Unser himmlischer Vater ist so grundgütig; wenn einmal
Wer in den Himmel gelangt, hat Gott mir geboten, ich soll ihn
Nicht mit Gewalt austreiben, und, siehst Du, sie gehen von selbst nicht
Wieder zur Pforte hinaus.‘ ‚Ei nun, das will ich doch sehen!
Für ein Völkchen wie dies ist der wahre Himmel der Strandraub.‘
Also versetzte darauf der heilige Paulus und legte
Sich zum Fenster hinaus, als ob da draußen was los sei.
‚Schiff am Strande!‘ so rief er mit dröhnender Stimme. Die Juister
Hörten sobald nicht den Ruf, so liefen sie rasch aus der Thüre,
Wie auf Juist sie gewohnt, wenn: ‚Schiff am Strande!‘ geschrie’n wird.
Rasch schloß Petrus die Thür und rief: ‚Ihr kommt mir nicht wieder.‘“

„Gespräch Sanct Peter’s mit den Landsknechten“ heißt nun ein ganz ähnlicher Schwank von Hans Sachs. In Kürze geht die Sache so zu. Neun arme Landsknechte ziehen, da kein Krieg los ist, auf den Bettel – auf das sogenannte „Garten“ – aus. Eines Morgens trägt sie ihr Weg bis vor’s Himmelsthor. Sie klopfen an; Petrus aber, welcher der Pforte wartet, will erst die Erlaubniß des Herrn einholen.

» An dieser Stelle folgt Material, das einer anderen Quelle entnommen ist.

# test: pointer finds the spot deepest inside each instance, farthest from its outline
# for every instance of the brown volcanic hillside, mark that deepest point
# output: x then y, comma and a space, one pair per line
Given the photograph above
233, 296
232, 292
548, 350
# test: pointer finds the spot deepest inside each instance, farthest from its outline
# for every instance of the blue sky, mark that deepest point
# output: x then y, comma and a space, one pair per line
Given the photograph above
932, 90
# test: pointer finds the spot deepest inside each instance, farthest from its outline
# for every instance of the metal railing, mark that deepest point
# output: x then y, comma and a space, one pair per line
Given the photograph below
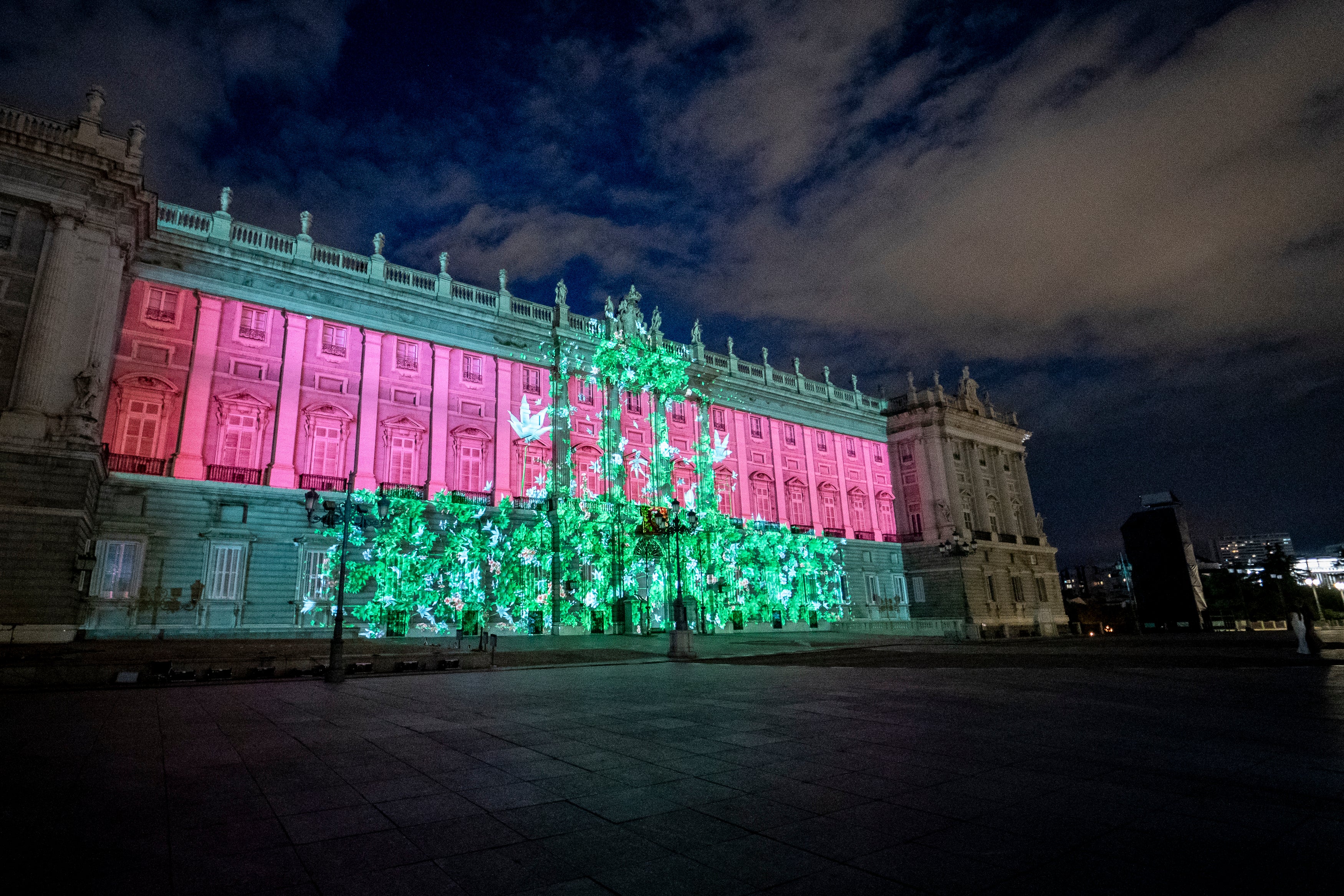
242, 475
320, 483
136, 464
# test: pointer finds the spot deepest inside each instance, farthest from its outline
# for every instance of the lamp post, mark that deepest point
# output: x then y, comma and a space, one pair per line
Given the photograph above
959, 547
336, 659
682, 645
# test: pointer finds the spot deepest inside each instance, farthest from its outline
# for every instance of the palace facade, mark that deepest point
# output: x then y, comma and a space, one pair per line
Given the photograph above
177, 381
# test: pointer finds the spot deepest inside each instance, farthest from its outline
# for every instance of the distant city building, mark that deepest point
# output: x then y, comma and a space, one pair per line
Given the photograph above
1166, 571
1107, 583
1248, 551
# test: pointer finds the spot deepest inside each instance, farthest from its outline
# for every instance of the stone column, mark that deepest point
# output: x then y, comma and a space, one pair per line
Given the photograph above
281, 472
1029, 508
40, 363
978, 484
955, 507
811, 477
366, 432
780, 504
503, 432
190, 461
439, 421
838, 445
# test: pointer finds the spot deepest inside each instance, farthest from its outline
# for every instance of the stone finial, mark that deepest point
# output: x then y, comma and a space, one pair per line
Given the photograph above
136, 139
93, 104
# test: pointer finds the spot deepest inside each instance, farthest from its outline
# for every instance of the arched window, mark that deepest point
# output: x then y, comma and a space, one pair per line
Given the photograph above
859, 511
242, 417
887, 516
830, 500
470, 449
800, 510
402, 439
763, 497
588, 472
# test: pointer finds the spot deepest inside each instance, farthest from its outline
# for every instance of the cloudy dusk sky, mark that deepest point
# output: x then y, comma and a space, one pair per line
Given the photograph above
1128, 219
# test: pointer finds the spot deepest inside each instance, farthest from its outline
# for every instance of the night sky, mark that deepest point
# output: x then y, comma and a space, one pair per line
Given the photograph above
1127, 219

Der spricht: „Laß sie länger warten!“

Als nun die Landsknecht’ mußten harren,
Fingen sie an zu fluchen und zu scharren:
„Marter, Leiden und Sacrament!“
Sanct Peter diese Flüche nit kennt;
Meint, sie reden von geistlichen Dingen;
Gedacht’ in Himmel sie zu bringen.
Und sprach: „O lieber Herre mein!
Ich bitte Dich, laß sie herein.
Nie frömmere Leut’ hab’ ich gesehen.“

Der Herr antwortet:

„O Peter, Du kennst sie nit recht!
Ich seh’ wohl, es sind Landsknecht’,
Würden wohl mit muthwilligen Sachen
Den Himmel uns zu enge machen.“

Sanct Peter bittet mehr und mehr. Der Herr spricht:

„… Nun! magst sie lassen ’rein;
Du sollst mit ihnen behangen sein.
Schau’ wie Du sie wieder bringst hinaus!“
Sanct Peter war froh überaus
Und ließ die frommen Landsknecht’ ein.
Sobald sie in Himmel kamen hinein,
Bettelten sie herum bei aller Welt,
Brachten zusammen ein gut’ Stück Geld,
Hockten nieder aus den Plan
Und fingen gleich zu würfeln an.
Und eh’ eine Viertelstund’ verging,
Ein Hader sich bei ihnen anfing …
Zückten vom Leder allesammen,
Und hieben da mit Kräften zusammen;

Jagten einander hin und wieder
In dem Himmel auf und nieder.

Nun wettert Petrus seinerseits:

„.... Wollt Ihr in dem Himmel balgen?
Hebt Euch hinaus an lichten Galgen!“ –
Die Landsknecht’ ihn tückisch ansahen,
Und thäten auf Sanct Petrus schlahen,
Daß ihnen Sanct Peter mußt’ entlaufen,
Zum Herrn kam mit Aechzen und Schnaufen
Und klagt’ ihm über die Landsknecht’.
Der Herr sprach: „Dir geschieht nit Unrecht!
Hab’ ich Dir nicht gesaget heut’:
Laß sie drauß’ – es sind freche Leut’?“

Es handelt sich jetzt darum, die Raufbolde hinauszubringen.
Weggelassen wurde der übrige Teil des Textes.